Great post Matt. Philip Yancey was a relief for me personally and his writings have been a lifeline for me during a dark valley. When my spiritual crisis began in 2008, it deepened substantially in 2009 to where I thought I was agnostic. I had burned 80% of the relationships I had, and trashed a good portion of Christian material that I had. For some strange reason I hung on to his book “Disappointment with God”. It never saw a dumpster like some of the other material did. When I read “Disappointment with God” it hit a raw nerve with me. When I read the story of Richard I felt like I was reading about myself. I read that multiple times. I was impressed and I tacked on Philip Yancey as an author to read, which I read while I was reading and listening to material from Richard Dawkins, Greta Christina, and Hermant Mehta (Friendly Atheist). I found myself reading a number of books by Yancey. It was an act of grace to read Yancey’s work when I consumed a lot of John Piper material in previous years. But books like “Disappointment with God”, “Where is God When it Hurts?”,”What Good is God?”,”What’s So Amazing About Grace” spoke to me. When the Problem of Evil hollowed me to my core reading Yancey’s writing in “What God is Good?” against the events of September 11, 2001 or the Virginia Tech Massacre were helpful. There was an incredible chapter in that book about alcoholics and grace that I read over and over and over.

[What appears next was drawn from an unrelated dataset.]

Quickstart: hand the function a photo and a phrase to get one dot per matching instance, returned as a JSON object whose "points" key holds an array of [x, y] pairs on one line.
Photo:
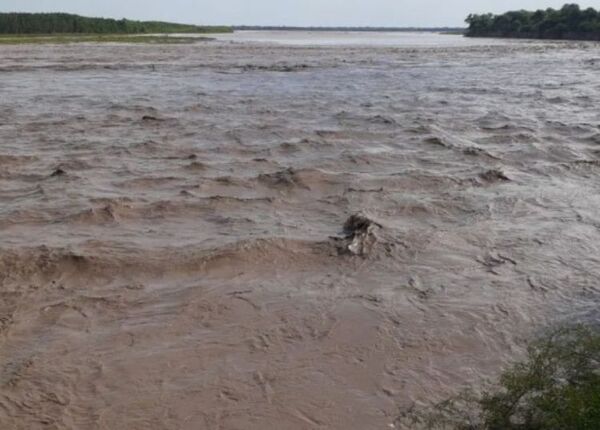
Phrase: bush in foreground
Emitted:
{"points": [[556, 387]]}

I read “What’s so Amazing About Grace” before I had a medical crisis last summer. I had picked up staph bacteria on my leg and was dealing with sepsis. I was in the hospital for 3 weeks dealing with the illness. Against all that I think I was touched by grace for the first time in my life. Here I was having driven a lot of Christians out of my life and raging at Wartburg Watch and Internet Monk about how Christianity is a cancer. And then it began….grace. It was like drinking from a fire hose and it kept coming. People visiting and friends asking if they could pray for me. People offering to help with medical bills and people bringing me stuff. When the visitors cleared out and I laid in my hospital bed and I used to stare at the ceiling at 2:00 AM (because I couldn’t sleep) and I’d ask myself, “Is this grace?”

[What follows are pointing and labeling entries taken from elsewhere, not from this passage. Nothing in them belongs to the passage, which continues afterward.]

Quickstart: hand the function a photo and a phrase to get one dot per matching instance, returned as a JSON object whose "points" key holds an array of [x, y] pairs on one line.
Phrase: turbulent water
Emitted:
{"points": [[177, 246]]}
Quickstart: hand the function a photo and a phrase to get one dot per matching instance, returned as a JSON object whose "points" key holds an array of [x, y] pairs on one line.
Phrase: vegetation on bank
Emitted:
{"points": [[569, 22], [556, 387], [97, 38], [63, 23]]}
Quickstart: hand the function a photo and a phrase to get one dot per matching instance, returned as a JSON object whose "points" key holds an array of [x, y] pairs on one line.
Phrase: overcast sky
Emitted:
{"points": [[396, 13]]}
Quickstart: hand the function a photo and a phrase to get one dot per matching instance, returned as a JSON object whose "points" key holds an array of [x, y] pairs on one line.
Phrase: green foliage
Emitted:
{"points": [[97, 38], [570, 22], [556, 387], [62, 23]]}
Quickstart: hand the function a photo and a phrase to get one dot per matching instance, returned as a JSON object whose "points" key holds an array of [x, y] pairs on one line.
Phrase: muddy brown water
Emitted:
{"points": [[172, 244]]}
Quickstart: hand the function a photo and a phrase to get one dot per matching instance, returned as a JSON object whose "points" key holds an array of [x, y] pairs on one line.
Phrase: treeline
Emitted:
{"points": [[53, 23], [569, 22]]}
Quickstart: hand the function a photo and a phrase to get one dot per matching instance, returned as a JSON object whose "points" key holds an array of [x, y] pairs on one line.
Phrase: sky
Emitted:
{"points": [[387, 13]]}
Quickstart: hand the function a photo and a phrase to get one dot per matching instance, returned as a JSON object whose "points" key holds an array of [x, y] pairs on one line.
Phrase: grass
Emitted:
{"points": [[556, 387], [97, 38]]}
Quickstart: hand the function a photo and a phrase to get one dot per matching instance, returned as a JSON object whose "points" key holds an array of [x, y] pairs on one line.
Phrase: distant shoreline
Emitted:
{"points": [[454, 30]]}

Philip Yancey’s book on grace taught me much. It’s a shame more people aren’t reading him. I think Christianity would have more love if people stopped reading Piper, Driscoll, etc… and started to read Yancey. The problem with Christianity today is that it lacks love and grace. The love and grace that I was shown, which I clearly didn’t deserve is what helped soften my heart and shift my thinking. If Christians responded with love there wouldn’t be the Richard Dawkins of the world.
Eagle,
Thanks for this. We have traveled a similar road, it sounds. And I’m glad for the company.